All three address the same core question: how do I collect data efficiently to make a good decision? They differ in complexity, the number of alternatives, and whether the algorithm adapts during testing.


Common Pitfalls

WarningCommon Misconceptions
  1. A/B testing requires a REPRESENTATIVE sample — results from college students may not apply to retirees. Sample must match the target population.
  2. A/B testing also requires enough REMAINING population — if your test uses most of the population, there’s nobody left to benefit from the answer.
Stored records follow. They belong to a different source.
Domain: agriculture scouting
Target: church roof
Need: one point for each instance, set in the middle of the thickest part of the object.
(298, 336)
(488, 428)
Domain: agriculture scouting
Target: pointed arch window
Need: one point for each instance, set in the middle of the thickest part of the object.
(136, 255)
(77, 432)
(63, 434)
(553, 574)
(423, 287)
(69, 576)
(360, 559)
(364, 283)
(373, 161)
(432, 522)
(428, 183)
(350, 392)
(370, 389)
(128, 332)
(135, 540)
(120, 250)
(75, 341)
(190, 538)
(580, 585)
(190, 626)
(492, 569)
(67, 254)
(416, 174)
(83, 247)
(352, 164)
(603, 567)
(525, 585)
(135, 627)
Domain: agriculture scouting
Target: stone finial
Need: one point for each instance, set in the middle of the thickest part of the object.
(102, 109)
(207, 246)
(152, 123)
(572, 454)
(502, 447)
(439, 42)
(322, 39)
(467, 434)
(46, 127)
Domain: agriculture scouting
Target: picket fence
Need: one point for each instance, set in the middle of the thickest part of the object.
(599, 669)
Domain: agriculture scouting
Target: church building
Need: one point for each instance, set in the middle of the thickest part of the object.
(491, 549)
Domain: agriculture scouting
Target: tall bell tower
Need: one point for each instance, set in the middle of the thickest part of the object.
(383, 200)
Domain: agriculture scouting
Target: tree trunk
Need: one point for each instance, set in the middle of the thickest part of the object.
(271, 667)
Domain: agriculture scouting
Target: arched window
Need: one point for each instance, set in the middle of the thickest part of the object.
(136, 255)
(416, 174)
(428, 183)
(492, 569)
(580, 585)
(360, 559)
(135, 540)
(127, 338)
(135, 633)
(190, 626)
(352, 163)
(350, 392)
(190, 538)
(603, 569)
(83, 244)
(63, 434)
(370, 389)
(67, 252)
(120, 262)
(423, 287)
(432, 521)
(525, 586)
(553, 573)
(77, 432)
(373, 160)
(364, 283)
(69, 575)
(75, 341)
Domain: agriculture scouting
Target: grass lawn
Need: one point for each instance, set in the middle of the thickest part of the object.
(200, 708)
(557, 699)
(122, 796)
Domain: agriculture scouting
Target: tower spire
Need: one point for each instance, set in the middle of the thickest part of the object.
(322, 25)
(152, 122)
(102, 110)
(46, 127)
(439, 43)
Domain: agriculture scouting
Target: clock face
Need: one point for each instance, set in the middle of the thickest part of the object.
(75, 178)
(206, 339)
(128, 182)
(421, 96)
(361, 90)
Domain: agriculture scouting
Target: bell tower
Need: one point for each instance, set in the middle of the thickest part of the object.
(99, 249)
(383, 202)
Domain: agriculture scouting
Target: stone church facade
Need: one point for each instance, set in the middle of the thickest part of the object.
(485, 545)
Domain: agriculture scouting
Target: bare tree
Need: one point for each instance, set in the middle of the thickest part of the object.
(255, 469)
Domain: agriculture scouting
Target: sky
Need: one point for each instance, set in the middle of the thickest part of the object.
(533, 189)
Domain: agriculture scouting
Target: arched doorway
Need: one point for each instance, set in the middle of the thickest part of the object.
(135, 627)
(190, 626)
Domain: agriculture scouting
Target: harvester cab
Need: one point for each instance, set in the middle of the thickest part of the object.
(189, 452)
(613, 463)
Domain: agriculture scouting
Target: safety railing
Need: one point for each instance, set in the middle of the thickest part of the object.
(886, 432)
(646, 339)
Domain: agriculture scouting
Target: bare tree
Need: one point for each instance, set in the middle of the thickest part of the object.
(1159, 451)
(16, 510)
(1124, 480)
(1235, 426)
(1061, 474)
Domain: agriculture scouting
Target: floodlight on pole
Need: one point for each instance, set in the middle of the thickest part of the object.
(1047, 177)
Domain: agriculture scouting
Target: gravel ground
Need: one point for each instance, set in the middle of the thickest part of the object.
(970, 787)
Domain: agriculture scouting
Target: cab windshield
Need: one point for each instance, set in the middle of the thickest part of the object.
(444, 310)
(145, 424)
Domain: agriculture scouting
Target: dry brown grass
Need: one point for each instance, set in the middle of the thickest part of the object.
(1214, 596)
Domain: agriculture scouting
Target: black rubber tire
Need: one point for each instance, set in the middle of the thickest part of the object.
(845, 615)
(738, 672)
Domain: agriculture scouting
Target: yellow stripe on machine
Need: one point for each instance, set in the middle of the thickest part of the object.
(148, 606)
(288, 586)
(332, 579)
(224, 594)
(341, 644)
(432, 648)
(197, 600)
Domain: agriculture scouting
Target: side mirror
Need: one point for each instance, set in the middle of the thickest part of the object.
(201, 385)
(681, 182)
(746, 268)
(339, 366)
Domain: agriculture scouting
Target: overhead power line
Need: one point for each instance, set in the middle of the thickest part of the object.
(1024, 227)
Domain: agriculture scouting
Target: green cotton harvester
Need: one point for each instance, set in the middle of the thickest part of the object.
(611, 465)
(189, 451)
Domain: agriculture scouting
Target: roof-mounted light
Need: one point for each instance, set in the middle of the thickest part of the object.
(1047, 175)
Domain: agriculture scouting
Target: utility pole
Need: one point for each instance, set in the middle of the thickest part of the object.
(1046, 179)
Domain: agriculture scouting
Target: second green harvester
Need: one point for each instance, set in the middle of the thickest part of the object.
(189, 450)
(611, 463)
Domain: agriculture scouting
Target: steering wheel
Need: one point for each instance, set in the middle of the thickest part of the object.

  3. Full factorial tests ALL combinations — don’t confuse with fractional factorial, which tests a balanced subset.
  4. Fractional factorial must be BALANCED — not any random subset of combinations works. Each choice and pair of choices must appear equally often.
  5. Multi-armed bandits beat fixed testing — they learn faster AND earn more value during the learning process.
  6. DOE happens BEFORE data collection — it’s about designing what data to collect, not analyzing data you already have.
  7. Interaction terms can invalidate independence assumptions — the regression approach in factorial designs assumes factors don’t interact unless interaction terms are included.